こいつは事あるごとに自らを『世界一可愛い後輩』と称するが、今までその言葉の真意を聞いたことがなく気になっていたところだったので丁度いい。
するとそんな言葉を受けた櫻田は、分かりやすく咳払いをしてから、いつものような口調で答える。
「何って、言葉通りの意味ですよお。センパイにとって、私は『世界一可愛い後輩』なんですから!」
さも当たり前の事象かのようにそんなこと言うのだが、果たしてその自信は何処から湧いてくるのだろうか。まあ、容姿は悪いどころかかなり良い方だと思うけどさ。
というか、そもそもそれ答えになってねえし。.........と思ったけど、まあ、別にいいかそれで。
「......というか、私のことはいいんですよ。私が可愛いことなんて周知の事実ですし。それより、私のことを教えたんだから先輩のことも教えてくださいよ」
これ以上詮索されたくないのだろうか。櫻田は、少しだけ声のトーンを落とし、話題の転換を行った。
「待て待て、色々とツッコミどころがあるんだが。つーか、俺のことってなんだよ。何聞かれてもしょうもない返答しかできんぞ」
「そんなことないですよお? センパイって面白いですし。............色んな意味で」
「おい待てこら」
「——それで、センパイってなんで留年したんですか?」
「無視するなよ......というか、その話前にもしたよな? 確か俺たちが会って割とすぐのころに」
それもそうだし、このやり取り、今日の昼休みにやらなかっただろうか。
「そうでしたっけ? まあ、でもあの時の私はセンパイに対しての興味大してなかったですし、覚えてないですねえ」
「何だよ。今なら少し興味あるかのような言い方するなよ」
「いや、普通に考えて全く興味のない人にここまで突っかかります?」
............確かにそうかもしれない。まさかこいつに言い負かされる日が来るとは。
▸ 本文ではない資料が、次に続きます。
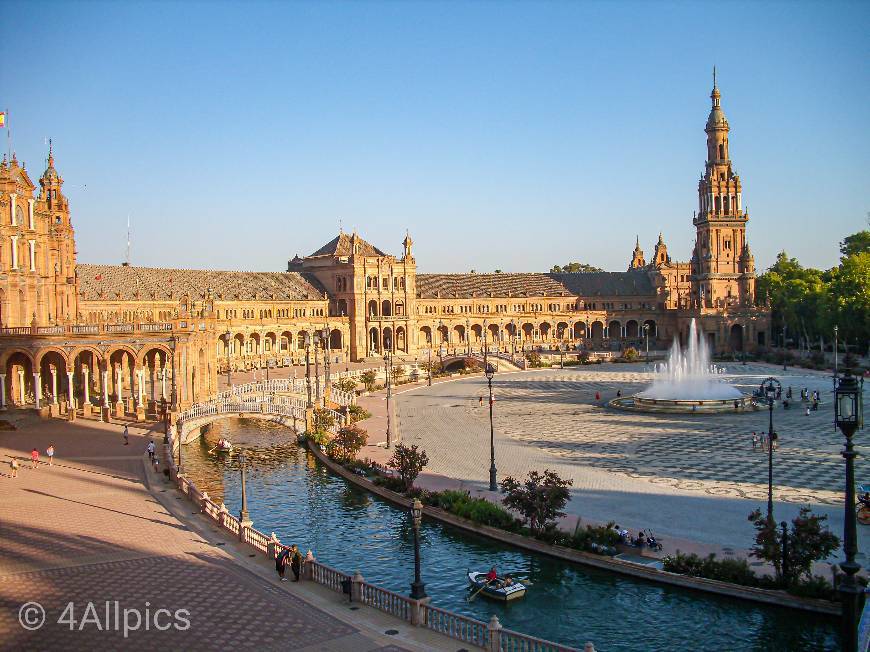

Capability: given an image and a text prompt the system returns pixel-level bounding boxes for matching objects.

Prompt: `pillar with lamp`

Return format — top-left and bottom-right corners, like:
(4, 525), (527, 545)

(760, 376), (782, 519)
(834, 369), (864, 652)
(484, 364), (498, 491)
(411, 498), (426, 600)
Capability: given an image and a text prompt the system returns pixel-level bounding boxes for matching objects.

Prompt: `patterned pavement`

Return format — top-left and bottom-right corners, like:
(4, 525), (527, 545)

(397, 363), (870, 547)
(0, 422), (426, 652)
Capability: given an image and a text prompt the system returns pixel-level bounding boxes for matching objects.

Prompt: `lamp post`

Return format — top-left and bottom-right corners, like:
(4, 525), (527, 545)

(411, 498), (426, 600)
(761, 376), (782, 519)
(305, 333), (314, 408)
(384, 350), (393, 448)
(834, 369), (864, 652)
(226, 328), (233, 389)
(484, 364), (498, 491)
(643, 324), (649, 364)
(239, 453), (251, 523)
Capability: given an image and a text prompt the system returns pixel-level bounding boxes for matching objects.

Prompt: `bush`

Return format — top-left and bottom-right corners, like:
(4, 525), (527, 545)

(333, 378), (356, 394)
(347, 404), (372, 423)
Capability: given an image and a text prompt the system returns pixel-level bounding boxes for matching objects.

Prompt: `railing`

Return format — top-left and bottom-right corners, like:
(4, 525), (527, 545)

(420, 604), (489, 647)
(164, 422), (595, 652)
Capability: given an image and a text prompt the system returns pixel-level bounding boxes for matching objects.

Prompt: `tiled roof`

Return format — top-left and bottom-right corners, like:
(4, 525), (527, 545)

(76, 264), (326, 301)
(310, 233), (387, 258)
(417, 271), (655, 299)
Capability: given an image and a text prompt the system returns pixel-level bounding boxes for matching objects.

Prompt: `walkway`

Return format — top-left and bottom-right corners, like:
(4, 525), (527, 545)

(0, 417), (456, 652)
(360, 363), (870, 570)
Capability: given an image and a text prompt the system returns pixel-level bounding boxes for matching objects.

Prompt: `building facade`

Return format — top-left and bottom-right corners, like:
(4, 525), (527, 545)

(0, 81), (770, 416)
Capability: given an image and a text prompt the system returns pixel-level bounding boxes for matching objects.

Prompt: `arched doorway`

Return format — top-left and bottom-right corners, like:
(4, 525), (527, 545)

(729, 324), (743, 351)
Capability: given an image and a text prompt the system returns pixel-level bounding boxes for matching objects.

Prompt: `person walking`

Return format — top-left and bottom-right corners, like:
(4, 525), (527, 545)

(275, 548), (290, 582)
(290, 543), (302, 582)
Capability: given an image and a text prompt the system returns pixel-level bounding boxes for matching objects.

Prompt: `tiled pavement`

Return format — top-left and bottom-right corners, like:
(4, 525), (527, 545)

(394, 363), (870, 550)
(0, 420), (450, 652)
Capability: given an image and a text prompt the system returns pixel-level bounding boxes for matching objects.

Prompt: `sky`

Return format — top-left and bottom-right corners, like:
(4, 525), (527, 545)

(0, 1), (870, 272)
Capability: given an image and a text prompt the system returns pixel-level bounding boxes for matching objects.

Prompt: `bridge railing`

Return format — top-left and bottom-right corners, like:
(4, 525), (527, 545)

(164, 432), (595, 652)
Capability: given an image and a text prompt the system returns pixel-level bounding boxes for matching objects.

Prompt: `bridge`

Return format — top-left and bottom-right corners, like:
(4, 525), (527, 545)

(176, 377), (356, 444)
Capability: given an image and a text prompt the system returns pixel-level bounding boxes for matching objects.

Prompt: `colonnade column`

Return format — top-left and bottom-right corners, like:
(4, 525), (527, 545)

(50, 365), (57, 405)
(33, 371), (42, 410)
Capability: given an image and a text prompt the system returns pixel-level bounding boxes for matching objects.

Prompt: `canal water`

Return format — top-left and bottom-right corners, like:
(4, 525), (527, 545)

(183, 419), (838, 652)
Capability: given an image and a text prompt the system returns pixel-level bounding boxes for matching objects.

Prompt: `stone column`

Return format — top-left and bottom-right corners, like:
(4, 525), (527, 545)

(82, 365), (91, 408)
(33, 371), (42, 410)
(50, 365), (57, 405)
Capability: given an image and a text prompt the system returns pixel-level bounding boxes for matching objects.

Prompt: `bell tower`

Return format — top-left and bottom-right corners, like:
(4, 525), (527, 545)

(692, 68), (755, 311)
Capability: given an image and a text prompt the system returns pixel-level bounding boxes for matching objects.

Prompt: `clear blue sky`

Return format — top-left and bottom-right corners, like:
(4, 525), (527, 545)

(0, 2), (870, 272)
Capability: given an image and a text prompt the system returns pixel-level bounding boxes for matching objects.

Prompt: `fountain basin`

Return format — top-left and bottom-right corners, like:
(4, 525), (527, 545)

(608, 392), (758, 414)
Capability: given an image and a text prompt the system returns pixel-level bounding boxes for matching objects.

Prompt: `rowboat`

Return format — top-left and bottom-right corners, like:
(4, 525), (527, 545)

(468, 571), (526, 602)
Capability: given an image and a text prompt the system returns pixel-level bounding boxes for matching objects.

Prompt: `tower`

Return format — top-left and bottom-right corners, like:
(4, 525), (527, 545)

(692, 68), (755, 311)
(628, 236), (646, 269)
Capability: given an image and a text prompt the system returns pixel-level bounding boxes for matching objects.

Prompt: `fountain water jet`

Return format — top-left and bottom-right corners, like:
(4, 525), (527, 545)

(611, 318), (749, 412)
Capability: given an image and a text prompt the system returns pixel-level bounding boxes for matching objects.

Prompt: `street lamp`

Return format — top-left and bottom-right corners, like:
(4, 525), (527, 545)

(411, 498), (426, 600)
(834, 369), (864, 652)
(484, 364), (498, 491)
(643, 324), (649, 364)
(761, 376), (782, 519)
(305, 333), (314, 408)
(384, 350), (393, 448)
(226, 328), (233, 390)
(239, 453), (251, 523)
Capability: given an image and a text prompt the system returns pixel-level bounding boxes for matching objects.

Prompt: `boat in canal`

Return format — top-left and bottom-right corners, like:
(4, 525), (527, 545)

(468, 571), (526, 602)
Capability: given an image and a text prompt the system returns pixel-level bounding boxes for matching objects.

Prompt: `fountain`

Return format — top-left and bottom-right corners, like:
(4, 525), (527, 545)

(611, 318), (751, 412)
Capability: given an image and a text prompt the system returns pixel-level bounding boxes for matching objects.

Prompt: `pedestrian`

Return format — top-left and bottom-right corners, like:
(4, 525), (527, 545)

(275, 548), (290, 582)
(290, 543), (302, 582)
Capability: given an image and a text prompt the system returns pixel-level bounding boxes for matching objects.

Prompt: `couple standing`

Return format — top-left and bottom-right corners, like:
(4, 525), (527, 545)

(275, 543), (302, 582)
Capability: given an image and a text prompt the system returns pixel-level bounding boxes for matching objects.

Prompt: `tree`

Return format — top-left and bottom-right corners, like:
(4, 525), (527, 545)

(387, 444), (429, 491)
(550, 263), (604, 274)
(334, 378), (356, 394)
(359, 369), (378, 392)
(501, 469), (573, 535)
(840, 229), (870, 258)
(314, 408), (335, 433)
(329, 423), (369, 460)
(749, 507), (840, 584)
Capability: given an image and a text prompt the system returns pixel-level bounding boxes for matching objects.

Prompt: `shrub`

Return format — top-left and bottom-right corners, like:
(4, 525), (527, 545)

(622, 346), (638, 362)
(359, 369), (378, 392)
(333, 378), (356, 394)
(387, 444), (429, 491)
(501, 469), (573, 536)
(347, 404), (372, 423)
(329, 423), (369, 460)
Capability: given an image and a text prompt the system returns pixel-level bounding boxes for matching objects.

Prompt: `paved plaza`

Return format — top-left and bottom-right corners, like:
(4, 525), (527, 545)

(396, 363), (870, 549)
(0, 413), (440, 652)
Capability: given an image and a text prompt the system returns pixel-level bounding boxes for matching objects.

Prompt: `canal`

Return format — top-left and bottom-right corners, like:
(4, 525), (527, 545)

(183, 419), (837, 652)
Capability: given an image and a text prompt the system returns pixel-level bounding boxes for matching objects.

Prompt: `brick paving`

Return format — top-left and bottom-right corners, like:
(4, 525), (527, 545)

(0, 413), (450, 652)
(390, 363), (870, 557)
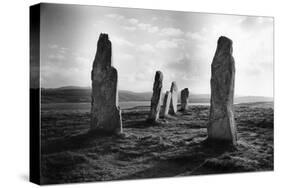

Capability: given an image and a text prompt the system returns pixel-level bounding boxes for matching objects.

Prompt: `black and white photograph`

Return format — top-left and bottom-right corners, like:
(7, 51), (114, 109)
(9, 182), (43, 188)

(30, 3), (274, 184)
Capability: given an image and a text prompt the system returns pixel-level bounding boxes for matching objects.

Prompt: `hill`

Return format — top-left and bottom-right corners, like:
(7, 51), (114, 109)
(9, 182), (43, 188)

(41, 86), (273, 103)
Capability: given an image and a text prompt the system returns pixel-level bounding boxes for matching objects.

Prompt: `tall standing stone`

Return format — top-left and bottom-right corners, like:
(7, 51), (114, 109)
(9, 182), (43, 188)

(91, 33), (122, 133)
(162, 91), (171, 117)
(208, 37), (237, 145)
(170, 82), (178, 115)
(181, 88), (189, 111)
(148, 71), (163, 121)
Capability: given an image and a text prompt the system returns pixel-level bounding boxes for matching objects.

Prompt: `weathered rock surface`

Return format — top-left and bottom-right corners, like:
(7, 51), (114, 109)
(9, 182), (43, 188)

(170, 82), (178, 115)
(181, 88), (189, 111)
(162, 91), (171, 117)
(148, 71), (163, 121)
(91, 33), (122, 133)
(208, 37), (237, 145)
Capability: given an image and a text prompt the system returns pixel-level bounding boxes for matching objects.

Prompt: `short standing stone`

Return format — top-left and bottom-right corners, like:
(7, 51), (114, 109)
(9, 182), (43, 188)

(181, 88), (189, 111)
(148, 71), (163, 121)
(208, 37), (237, 145)
(91, 34), (122, 133)
(162, 91), (171, 117)
(170, 82), (178, 115)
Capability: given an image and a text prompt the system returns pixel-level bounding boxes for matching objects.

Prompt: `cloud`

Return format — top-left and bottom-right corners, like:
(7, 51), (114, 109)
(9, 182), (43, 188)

(128, 18), (139, 24)
(185, 32), (205, 40)
(155, 40), (178, 49)
(105, 14), (124, 20)
(160, 27), (184, 37)
(139, 44), (155, 52)
(110, 36), (135, 47)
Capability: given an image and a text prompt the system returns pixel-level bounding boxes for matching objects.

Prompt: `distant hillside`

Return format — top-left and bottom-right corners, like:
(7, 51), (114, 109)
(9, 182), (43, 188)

(41, 86), (273, 103)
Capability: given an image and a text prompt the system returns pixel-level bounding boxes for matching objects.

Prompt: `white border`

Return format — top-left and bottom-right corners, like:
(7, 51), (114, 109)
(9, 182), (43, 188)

(0, 0), (281, 188)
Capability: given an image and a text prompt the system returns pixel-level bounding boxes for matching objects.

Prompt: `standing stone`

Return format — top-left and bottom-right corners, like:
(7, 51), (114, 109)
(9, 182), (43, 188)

(162, 91), (171, 117)
(170, 82), (178, 115)
(181, 88), (189, 111)
(208, 37), (237, 145)
(148, 71), (163, 122)
(91, 33), (122, 133)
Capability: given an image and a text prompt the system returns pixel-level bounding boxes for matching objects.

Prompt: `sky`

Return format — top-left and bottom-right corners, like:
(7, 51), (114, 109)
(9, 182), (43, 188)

(40, 4), (274, 97)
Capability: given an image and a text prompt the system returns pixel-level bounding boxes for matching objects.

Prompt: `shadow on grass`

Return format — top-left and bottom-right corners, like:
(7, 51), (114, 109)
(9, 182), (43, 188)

(41, 131), (119, 154)
(117, 139), (236, 180)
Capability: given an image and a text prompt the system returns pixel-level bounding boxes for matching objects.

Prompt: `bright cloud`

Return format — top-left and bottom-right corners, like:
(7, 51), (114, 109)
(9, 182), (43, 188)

(41, 4), (273, 96)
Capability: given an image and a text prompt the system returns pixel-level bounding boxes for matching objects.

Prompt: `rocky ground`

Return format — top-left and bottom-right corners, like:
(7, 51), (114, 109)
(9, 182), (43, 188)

(41, 103), (273, 184)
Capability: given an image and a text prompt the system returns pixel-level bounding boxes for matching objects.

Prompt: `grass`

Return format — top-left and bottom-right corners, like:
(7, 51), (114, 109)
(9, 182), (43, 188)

(41, 103), (273, 184)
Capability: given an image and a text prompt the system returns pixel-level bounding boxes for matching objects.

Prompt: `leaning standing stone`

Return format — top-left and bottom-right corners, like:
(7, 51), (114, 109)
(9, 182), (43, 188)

(148, 71), (163, 122)
(208, 37), (237, 145)
(181, 88), (189, 111)
(162, 91), (171, 117)
(170, 82), (178, 115)
(91, 33), (122, 133)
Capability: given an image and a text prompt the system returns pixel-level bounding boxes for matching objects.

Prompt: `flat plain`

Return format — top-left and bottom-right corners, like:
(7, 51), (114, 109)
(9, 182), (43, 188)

(41, 102), (273, 184)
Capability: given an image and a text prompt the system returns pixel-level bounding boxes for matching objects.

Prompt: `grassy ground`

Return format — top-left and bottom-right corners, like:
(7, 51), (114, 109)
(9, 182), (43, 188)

(41, 103), (273, 183)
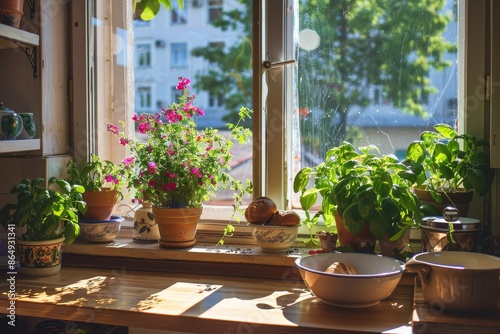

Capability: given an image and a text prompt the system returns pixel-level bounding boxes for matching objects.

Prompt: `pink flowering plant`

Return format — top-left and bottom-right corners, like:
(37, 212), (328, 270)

(107, 77), (252, 216)
(66, 154), (126, 195)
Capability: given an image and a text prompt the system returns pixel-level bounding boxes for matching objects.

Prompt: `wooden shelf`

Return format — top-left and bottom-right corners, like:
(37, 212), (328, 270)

(0, 24), (40, 49)
(0, 139), (40, 153)
(0, 261), (413, 334)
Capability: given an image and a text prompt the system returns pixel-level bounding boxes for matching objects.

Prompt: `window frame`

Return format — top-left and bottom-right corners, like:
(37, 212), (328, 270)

(72, 0), (489, 242)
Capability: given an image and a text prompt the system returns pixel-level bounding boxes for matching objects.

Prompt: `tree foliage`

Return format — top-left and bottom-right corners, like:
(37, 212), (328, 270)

(193, 0), (456, 141)
(192, 0), (252, 125)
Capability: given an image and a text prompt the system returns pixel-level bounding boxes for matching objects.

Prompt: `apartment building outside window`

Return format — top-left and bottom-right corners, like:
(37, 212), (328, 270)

(135, 43), (153, 68)
(170, 1), (188, 25)
(170, 43), (188, 68)
(208, 0), (224, 23)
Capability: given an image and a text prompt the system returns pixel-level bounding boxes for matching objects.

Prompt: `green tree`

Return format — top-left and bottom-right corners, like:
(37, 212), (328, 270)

(192, 0), (252, 126)
(298, 0), (456, 152)
(193, 0), (456, 140)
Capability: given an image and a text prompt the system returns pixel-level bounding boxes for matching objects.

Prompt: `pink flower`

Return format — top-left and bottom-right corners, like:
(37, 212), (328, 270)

(106, 123), (118, 135)
(137, 123), (151, 134)
(120, 137), (130, 146)
(122, 157), (135, 168)
(175, 77), (191, 90)
(191, 167), (203, 178)
(148, 161), (156, 174)
(165, 109), (182, 124)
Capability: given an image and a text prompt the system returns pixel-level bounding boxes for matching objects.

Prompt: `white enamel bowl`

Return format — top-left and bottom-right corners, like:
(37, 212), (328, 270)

(295, 253), (405, 308)
(250, 224), (299, 253)
(78, 215), (124, 242)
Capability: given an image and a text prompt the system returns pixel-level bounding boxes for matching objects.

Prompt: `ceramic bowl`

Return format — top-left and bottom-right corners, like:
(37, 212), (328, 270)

(250, 225), (299, 252)
(406, 251), (500, 312)
(295, 253), (405, 308)
(78, 215), (124, 242)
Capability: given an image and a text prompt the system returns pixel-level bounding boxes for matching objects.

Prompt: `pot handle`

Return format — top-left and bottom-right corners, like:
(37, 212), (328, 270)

(405, 258), (431, 283)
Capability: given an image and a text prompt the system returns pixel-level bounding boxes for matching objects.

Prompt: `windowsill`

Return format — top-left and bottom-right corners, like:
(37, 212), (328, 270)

(63, 226), (310, 267)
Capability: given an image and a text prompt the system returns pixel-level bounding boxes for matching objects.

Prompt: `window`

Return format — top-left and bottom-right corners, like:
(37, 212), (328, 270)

(171, 1), (187, 25)
(135, 43), (152, 68)
(208, 92), (224, 108)
(78, 0), (484, 245)
(208, 0), (224, 23)
(135, 86), (153, 114)
(170, 43), (188, 68)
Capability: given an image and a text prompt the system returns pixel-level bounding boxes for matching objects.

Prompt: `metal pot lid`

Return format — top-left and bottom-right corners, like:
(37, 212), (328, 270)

(0, 102), (14, 113)
(420, 216), (481, 232)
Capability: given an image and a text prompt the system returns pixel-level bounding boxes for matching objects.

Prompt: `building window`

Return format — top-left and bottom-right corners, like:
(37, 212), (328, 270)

(135, 86), (153, 114)
(208, 92), (224, 108)
(170, 1), (187, 25)
(208, 0), (224, 23)
(170, 43), (187, 68)
(135, 43), (152, 69)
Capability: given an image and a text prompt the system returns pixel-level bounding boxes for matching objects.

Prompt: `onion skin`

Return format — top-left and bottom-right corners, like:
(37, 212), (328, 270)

(245, 197), (278, 225)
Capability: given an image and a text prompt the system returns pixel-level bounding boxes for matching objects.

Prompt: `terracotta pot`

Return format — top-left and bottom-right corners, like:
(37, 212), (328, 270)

(132, 202), (160, 242)
(0, 0), (24, 28)
(16, 238), (64, 277)
(153, 206), (203, 248)
(413, 188), (473, 217)
(82, 188), (118, 221)
(335, 213), (377, 253)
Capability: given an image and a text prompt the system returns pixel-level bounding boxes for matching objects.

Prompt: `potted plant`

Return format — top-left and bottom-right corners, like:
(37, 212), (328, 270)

(294, 142), (420, 253)
(403, 123), (494, 215)
(66, 154), (125, 221)
(107, 77), (252, 248)
(0, 177), (87, 276)
(132, 0), (184, 21)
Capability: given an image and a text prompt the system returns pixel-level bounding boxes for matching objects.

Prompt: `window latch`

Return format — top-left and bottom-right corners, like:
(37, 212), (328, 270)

(262, 59), (295, 82)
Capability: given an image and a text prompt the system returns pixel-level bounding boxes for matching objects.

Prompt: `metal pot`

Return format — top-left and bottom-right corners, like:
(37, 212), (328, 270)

(406, 252), (500, 312)
(0, 102), (23, 140)
(420, 207), (482, 252)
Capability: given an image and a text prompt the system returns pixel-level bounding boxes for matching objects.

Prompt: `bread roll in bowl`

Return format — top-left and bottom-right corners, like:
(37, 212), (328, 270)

(325, 262), (358, 275)
(267, 210), (300, 226)
(245, 196), (278, 225)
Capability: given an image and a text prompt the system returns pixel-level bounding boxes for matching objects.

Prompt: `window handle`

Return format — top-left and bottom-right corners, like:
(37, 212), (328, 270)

(262, 59), (295, 70)
(262, 59), (295, 82)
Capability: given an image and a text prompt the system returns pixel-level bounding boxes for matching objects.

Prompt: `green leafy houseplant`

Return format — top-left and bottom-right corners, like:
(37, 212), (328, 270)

(0, 177), (87, 244)
(107, 77), (252, 244)
(132, 0), (184, 21)
(403, 123), (494, 203)
(294, 142), (420, 247)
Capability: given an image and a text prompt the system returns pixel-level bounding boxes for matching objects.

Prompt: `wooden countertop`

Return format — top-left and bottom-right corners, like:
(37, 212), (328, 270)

(0, 266), (413, 334)
(412, 283), (500, 334)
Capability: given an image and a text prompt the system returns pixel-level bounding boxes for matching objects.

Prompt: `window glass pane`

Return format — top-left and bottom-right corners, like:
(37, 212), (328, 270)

(293, 0), (458, 207)
(129, 0), (252, 205)
(171, 43), (187, 67)
(135, 43), (151, 68)
(171, 1), (187, 24)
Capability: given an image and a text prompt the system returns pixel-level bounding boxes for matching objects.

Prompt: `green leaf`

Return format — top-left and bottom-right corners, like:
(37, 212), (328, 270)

(300, 188), (319, 210)
(64, 222), (80, 245)
(293, 167), (312, 193)
(434, 123), (457, 139)
(342, 203), (365, 234)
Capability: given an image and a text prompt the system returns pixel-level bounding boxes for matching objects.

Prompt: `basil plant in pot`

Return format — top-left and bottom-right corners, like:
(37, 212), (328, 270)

(294, 142), (420, 256)
(0, 177), (87, 276)
(108, 77), (252, 248)
(403, 123), (494, 215)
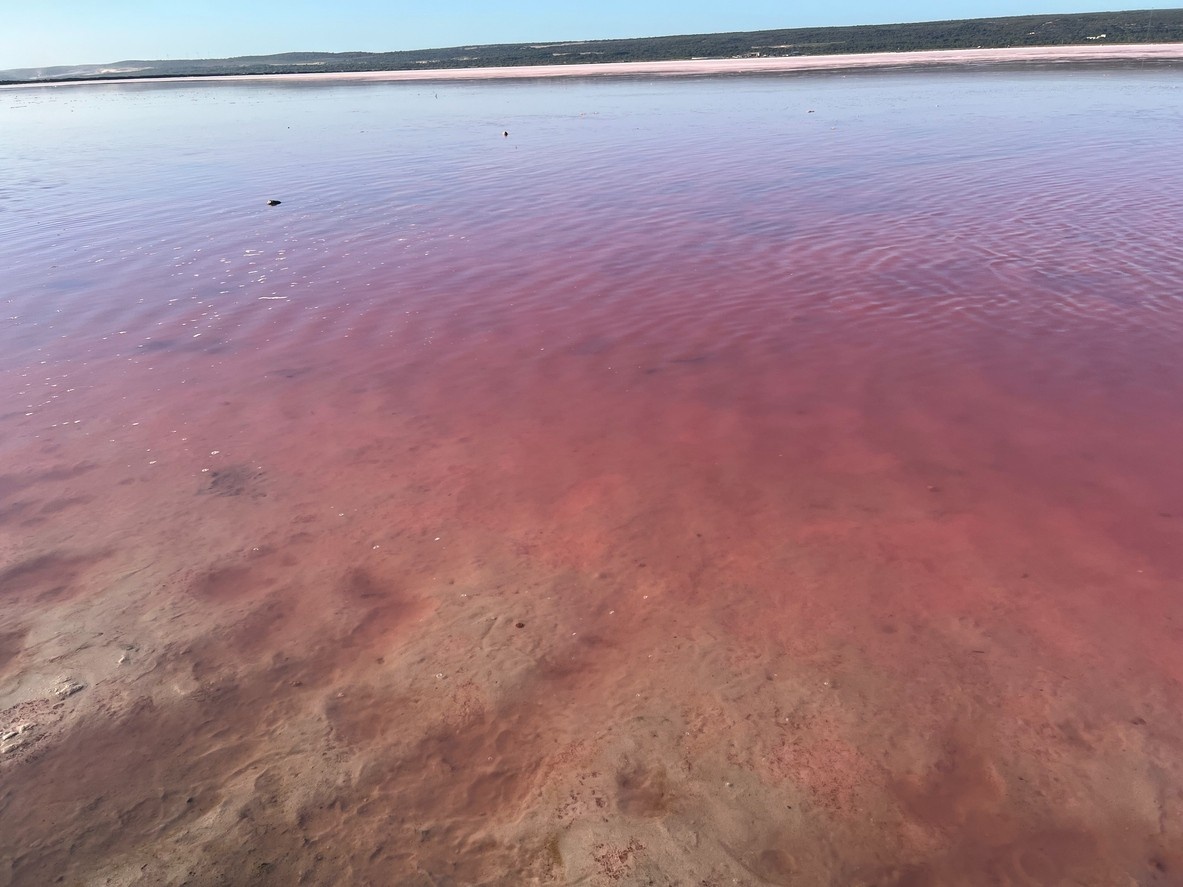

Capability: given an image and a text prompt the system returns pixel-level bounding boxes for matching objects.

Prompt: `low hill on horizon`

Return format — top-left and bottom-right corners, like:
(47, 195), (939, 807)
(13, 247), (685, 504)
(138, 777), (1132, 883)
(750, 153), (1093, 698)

(0, 8), (1183, 83)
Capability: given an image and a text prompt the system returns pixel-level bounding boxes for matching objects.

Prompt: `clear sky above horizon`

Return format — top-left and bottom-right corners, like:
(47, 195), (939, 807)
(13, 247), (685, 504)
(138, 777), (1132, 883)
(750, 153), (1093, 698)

(0, 0), (1179, 70)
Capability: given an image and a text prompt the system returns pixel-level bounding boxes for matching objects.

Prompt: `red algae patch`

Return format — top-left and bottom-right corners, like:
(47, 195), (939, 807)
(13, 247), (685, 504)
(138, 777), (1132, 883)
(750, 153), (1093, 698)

(0, 70), (1183, 887)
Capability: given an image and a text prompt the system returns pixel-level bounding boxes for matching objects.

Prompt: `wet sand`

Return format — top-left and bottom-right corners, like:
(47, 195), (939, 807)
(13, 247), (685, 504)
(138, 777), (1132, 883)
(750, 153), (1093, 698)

(0, 65), (1183, 887)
いや待てよ? とはいえ突っかかるとは言ってもほとんどがパシリのためだったような気がすもするし、それとこれとはまた話が別なような......
「......今は別にそんなことどうだっていいんですよ! それよりほら、早く教えてください」
............まあ、色々気になるところもあるが、今日はこいつにほんの少しだけ世話になったし、少しくらいなら話に乗ってやってもいいかな。
「はあ、しゃあねえな。つまらん話だが話してやるよ。立ったままっていうのもなんだから、適当に座ろうぜ」
俺はそう言うと、櫻田とともに荷物を置いていたベンチへと向かい、適当に腰を下ろした。その十数秒後、腹を決めると、俺は自分の高校生活について語りだした。